The topic of MT evaluation began to be studied in the early 50's and has taken new turns since the advent of empirical (most notably probabilistic) methods in MT. Ch. Boitet has published last year an article with Herve Blanchon on MT evaluation in the TAL journal. This lecture will draw from that article and center on the following points: . similarities and differences in text and speech MT evaluation. . arguments and proposals for task-related measures. . integrating evaluation as a "no-cost" measure in actual (needed) translation and post-edition tasks.

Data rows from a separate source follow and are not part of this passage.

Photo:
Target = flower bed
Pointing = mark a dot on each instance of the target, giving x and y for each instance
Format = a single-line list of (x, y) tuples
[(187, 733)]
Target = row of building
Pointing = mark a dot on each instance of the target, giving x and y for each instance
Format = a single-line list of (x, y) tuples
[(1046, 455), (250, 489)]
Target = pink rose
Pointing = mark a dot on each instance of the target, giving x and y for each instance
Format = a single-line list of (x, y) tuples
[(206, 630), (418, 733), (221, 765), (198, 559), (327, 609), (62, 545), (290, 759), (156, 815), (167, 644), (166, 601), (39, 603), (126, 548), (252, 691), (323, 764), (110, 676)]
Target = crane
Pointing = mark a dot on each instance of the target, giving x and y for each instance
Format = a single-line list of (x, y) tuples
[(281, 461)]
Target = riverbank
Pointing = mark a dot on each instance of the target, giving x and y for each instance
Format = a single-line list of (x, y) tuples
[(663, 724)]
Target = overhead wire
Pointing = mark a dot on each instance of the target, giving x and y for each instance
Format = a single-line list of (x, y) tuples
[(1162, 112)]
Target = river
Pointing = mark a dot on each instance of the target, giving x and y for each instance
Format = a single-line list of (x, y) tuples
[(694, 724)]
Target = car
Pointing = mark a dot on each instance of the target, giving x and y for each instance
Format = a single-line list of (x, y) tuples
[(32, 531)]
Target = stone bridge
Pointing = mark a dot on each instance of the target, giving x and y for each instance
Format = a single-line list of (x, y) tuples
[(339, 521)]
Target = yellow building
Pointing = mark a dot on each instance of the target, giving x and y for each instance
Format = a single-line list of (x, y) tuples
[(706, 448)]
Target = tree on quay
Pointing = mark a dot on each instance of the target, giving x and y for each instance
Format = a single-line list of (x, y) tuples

The author has published last year in RFLA, Revue Francaise de Linguistique Appliquee (French Journal of Applied Linguistics) a paper on that topic, which is currently studied in depth by C.P. Huynh (predoctoral fellow at NII for 5 months) for his PhD. A main idea is that corpora for MT cannot be reduced to collections of "bi-segments", or source-target translation pairs. This lecture will center on the following points. . The notion of "segment" varies with systems, so that corpora should be "multi-segmented". . Translation units may be segments as well as infra-segments and super-segments. . Segments may recursively contain subdocuments (e.g., text in balloons). . Context is important, and has several aspects (linguistic, situational, dialogic), all crucial to solve some important problems (anaphora, ellipsis, tense agreement, gender of addressee, politeness expression, etc.). . Varied and complex annotations have to be attached to segments and possibly to higher hierarchical levels (paragraphs, sections, etc.). They can concern 1 language at a time (e.g. POS or linguistic trees), or 2 languages (various alignments), or all languages (semantic or pragmatic representations). . In the case of speech translation, sound files and various transcriptions have to be handled. . All that justifies the development of systems, programmable at different specialization levels, to operate on translation corpora. This will be illustrated by the SECTra_w system built by Huynh C. P., and its evolution.